The UW analysis looked at the results in heavily white precincts versus heavily Latino precincts and found deep racial polarization.
In Yakima County, the regression estimates that across all precincts 68.6 percent of Latinos
voted for González while just 25.1 percent of non-Latinos voted for Gonzalez – a 43 point
voting differential between Latinos and non-Latinos. Analyzing Grant County results yields
very similar trends. Based on the data across precincts, the model estimates that González
received 68.7 percent of the Latino vote and 29.5 percent of the non-Latino vote – a 39 point
Danielson has suggested voters may have looked at his web site and liked his conservative views on the Constitution – in other words, voting for him based on ideology rather than race.
But Barreto found no evidence for that. In addition to Danielson outshining well-known conservatives like McKenna, Barreto noted that Supreme Court Justice Susan Owens, generally described as “center-left” in her ideology, received 60.5 percent of the vote in Yakima County against lesser known opponents who did not have Latino last names.

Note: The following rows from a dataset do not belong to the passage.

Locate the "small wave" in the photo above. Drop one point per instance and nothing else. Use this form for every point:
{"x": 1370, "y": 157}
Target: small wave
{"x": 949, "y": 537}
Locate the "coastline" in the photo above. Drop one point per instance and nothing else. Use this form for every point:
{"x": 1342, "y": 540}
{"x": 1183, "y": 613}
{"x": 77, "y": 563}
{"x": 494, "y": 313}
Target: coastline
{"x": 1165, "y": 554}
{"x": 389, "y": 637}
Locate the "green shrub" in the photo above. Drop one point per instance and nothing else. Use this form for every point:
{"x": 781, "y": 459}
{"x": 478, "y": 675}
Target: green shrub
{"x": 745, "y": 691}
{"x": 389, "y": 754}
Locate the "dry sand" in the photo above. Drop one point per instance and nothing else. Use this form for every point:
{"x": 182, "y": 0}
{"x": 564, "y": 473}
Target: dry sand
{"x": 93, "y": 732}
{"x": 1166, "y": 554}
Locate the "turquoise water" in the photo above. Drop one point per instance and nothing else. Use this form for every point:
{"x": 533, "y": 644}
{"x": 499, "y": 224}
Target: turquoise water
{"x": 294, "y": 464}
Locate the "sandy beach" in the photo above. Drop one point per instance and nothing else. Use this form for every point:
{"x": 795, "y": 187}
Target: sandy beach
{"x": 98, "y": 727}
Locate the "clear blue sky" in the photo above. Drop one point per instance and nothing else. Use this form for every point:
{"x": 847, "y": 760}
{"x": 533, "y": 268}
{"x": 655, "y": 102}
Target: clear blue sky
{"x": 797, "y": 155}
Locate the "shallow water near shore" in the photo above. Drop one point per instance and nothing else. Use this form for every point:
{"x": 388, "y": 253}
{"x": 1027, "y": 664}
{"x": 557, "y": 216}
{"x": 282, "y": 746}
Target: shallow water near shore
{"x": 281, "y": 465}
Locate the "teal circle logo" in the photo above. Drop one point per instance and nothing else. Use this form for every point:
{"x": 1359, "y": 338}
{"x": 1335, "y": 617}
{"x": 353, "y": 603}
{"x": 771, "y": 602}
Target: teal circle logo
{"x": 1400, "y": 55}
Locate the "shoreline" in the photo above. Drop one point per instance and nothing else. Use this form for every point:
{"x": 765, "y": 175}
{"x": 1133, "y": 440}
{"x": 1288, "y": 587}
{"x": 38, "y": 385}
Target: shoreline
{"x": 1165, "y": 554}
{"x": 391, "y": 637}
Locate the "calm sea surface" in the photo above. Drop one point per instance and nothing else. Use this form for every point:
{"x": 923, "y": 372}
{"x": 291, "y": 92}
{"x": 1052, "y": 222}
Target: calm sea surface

The results show that, had it been up to Eastern and Central Washington, Gonzalez would have lost to a vastly less qualified opponent who did not even campaign. The fact that he won was only attributable to more populous Western Washington counties. “That should set off serious question marks,” Barreto said.
In an op-ed in The Seattle Times, Barreto and David Perez, an attorney with Perkins Coie, argue that Washington should pass a Voting Rights Act to give a better shot to Latino candidates in Central Washington, who struggle against the same “racially polarized headwinds” that showed up in the Gonzalez-Danielson race.
That law would push cities and counties toward district-voting systems, which have proven to elect more racial minority candidates than citywide or countywide elections.